Il y a un moment de la nuit où le divertissement cède. La toile trop usée se déchire, il n'est pas nécessaire que ce soit sous le coup d'une brusque tension, la fine usure suffit ; et alors nous sommes seuls. Ce moment vient toujours. Fatigue des heures passées au divertissement, sous couvert, de tout et de soi : elle ,laisse à un moment reculé de la nuit, un regard sans pitié sur les choses. Alors oui, on peut comprendre le vertige qui la prend, on peut comprendre aussi qu'elle se demande comment les autres se débattent, aux bords étranges du sommeil, quand ils ont usé toutes les présences du jour, tous les possibles, quand ils ont attendu la dernière minute pour se retrouver, seuls, au fond de leur conscience, dans cette légère béance que nous portons sans doute tous.

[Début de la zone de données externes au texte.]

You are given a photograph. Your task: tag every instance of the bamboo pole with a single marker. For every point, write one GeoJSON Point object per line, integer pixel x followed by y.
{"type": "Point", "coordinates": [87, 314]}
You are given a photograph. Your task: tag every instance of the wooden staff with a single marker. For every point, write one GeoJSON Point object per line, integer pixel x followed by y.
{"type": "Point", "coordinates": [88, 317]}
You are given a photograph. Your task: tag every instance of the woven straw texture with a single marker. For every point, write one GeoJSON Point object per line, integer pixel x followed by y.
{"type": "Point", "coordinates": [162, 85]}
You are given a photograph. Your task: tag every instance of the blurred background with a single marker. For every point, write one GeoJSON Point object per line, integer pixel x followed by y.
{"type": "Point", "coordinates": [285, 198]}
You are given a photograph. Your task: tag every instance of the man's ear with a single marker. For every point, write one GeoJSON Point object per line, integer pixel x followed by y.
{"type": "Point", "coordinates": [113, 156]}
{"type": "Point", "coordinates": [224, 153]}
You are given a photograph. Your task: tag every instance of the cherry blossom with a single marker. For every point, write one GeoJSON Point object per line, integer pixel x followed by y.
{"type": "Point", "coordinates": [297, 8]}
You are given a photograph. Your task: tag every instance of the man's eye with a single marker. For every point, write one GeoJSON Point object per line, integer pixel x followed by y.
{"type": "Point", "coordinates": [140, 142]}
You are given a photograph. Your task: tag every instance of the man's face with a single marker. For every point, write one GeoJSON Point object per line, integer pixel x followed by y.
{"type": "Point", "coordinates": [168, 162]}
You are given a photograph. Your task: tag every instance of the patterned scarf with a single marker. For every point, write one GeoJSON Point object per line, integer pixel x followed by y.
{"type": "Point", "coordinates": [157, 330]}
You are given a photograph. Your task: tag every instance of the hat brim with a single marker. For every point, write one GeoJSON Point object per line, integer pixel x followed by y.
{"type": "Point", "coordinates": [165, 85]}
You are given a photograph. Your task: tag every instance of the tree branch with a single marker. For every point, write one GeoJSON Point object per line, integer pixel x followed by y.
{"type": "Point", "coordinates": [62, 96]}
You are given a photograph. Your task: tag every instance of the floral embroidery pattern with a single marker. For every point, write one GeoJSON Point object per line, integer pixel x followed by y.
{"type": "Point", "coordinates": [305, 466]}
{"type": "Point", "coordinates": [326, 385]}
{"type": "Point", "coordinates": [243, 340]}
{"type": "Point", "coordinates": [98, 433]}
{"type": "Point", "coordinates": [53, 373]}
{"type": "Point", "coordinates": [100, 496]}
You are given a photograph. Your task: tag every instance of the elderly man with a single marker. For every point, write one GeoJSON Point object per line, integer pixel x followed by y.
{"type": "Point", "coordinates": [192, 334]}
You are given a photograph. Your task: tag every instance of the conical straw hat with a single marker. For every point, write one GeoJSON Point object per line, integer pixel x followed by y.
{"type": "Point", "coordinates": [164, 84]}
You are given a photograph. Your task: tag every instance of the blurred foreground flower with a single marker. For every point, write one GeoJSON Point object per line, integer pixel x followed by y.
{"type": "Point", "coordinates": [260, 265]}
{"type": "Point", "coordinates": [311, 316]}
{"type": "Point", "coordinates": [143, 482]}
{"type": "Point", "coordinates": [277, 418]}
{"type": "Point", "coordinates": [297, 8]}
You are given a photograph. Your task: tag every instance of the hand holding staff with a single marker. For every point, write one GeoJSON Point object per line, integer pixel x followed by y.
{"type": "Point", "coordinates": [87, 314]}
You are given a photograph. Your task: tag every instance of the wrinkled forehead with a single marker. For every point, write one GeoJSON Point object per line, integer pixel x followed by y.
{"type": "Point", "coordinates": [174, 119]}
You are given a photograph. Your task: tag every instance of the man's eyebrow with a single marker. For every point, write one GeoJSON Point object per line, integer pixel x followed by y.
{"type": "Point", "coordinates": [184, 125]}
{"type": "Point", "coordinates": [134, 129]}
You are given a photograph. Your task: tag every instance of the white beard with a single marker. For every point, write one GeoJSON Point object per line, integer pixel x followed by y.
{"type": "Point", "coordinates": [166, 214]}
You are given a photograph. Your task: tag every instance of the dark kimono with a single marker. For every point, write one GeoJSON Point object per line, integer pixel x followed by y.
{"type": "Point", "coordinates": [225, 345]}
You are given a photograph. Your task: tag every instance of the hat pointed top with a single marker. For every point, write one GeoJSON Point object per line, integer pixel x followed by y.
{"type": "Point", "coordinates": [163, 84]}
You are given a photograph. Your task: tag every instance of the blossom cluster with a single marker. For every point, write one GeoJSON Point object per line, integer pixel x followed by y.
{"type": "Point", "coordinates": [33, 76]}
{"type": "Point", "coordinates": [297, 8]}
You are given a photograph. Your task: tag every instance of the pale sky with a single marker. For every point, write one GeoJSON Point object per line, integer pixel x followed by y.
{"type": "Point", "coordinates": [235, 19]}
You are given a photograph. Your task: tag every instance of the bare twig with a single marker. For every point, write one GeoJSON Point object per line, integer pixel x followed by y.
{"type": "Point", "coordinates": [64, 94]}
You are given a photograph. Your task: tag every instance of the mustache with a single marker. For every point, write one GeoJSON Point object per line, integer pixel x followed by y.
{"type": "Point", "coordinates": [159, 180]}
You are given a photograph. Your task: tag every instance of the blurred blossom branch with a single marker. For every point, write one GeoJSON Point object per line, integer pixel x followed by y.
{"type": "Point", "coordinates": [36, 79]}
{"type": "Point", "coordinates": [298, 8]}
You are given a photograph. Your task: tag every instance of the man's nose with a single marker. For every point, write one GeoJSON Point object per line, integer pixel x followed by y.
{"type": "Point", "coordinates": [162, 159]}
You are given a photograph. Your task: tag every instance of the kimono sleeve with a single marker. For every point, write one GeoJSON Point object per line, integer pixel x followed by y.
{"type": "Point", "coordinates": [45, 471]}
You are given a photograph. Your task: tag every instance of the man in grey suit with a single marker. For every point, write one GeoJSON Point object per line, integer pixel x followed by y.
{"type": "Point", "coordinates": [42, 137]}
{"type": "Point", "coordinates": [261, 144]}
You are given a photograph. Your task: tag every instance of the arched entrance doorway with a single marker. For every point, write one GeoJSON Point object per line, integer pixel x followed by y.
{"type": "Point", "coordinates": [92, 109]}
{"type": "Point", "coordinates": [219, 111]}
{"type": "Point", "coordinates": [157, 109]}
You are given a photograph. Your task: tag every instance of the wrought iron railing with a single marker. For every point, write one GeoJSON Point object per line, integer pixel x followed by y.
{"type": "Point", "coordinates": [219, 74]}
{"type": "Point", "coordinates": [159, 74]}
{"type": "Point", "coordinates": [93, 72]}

Ce doit être une fascination pour les sables mouvants, ce n'est pas possible autrement. Si cette hypothèse est fausse, c'est à n'y rien comprendre.
C'est bien cela, cette irréductible présence spatio-temporelle, qui tente de déjouer les pièges, et ne fait rien d'autre que s'enferrer de plus en plus. Des points de l'espace-temps dont, étrangement, certains ont la conscience d'être des points de l'espace-temps. En fermant les yeux, elle voit sous ses paupières les files immenses croisées sur l'autoroute, elle, dans un TGV lancé à toute vitesse, le long d'une autoroute embouteillée, et tous ces véhicules réduits à n'être rien d'autre que des points lumineux, rouge, blanc, parfois intermittence de rouge, rien d'autre que cela, des points lumineux, alors qu'elle-même pour eux, n'était qu'un trait lumineux, elle le sait bien et l'effort d'abstraction est possible dans les deux sens, reconstruction d'eux, simplification de soi. C'est en effet seulement par un effort d'abstraction qu'il est possible d'exiger de soi la représentation que chacun de ces points indiquent, précisément, par sa position dans l'ici et le maintenant, une conscience qui, ce matin encore, a souri, ou pris du café, ouvert les yeux ou simplement baillé en regrettant son manque de sommeil après s'être fait déloger par la sonnerie du réveil de l'endroit très intime où elle s'était repliée.
Il faut donc se retenir, aux bords des sables mouvants du vertige.
Les stratagèmes sont toujours les mêmes. Il est possible de les répartir selon deux genres, on les apprend très vite. Ils consistent soit à remplir le silence de mots, les siens ou ceux des autres, de phrases, les siennes ou celles des autres, quel que soit le langage, quelle que soit la langue, écrire ou lire. L'autre méthode nocturne consiste à se retenir à des sensations, à repérer les vibrations, à identifier les points de contact avec le réel, et à se laisser porter par eux. Il doit bien y avoir quelque chose comme une texture du monde, qui oppose à tous les vertiges une résistance obstinée.
Elle s'est assise dans la pénombre, dans un fauteuil près de la fenêtre, et ce soir, s'en remet à la seconde solution. On verra bien. Disons plutôt que c'est la seconde solution qui se dessine.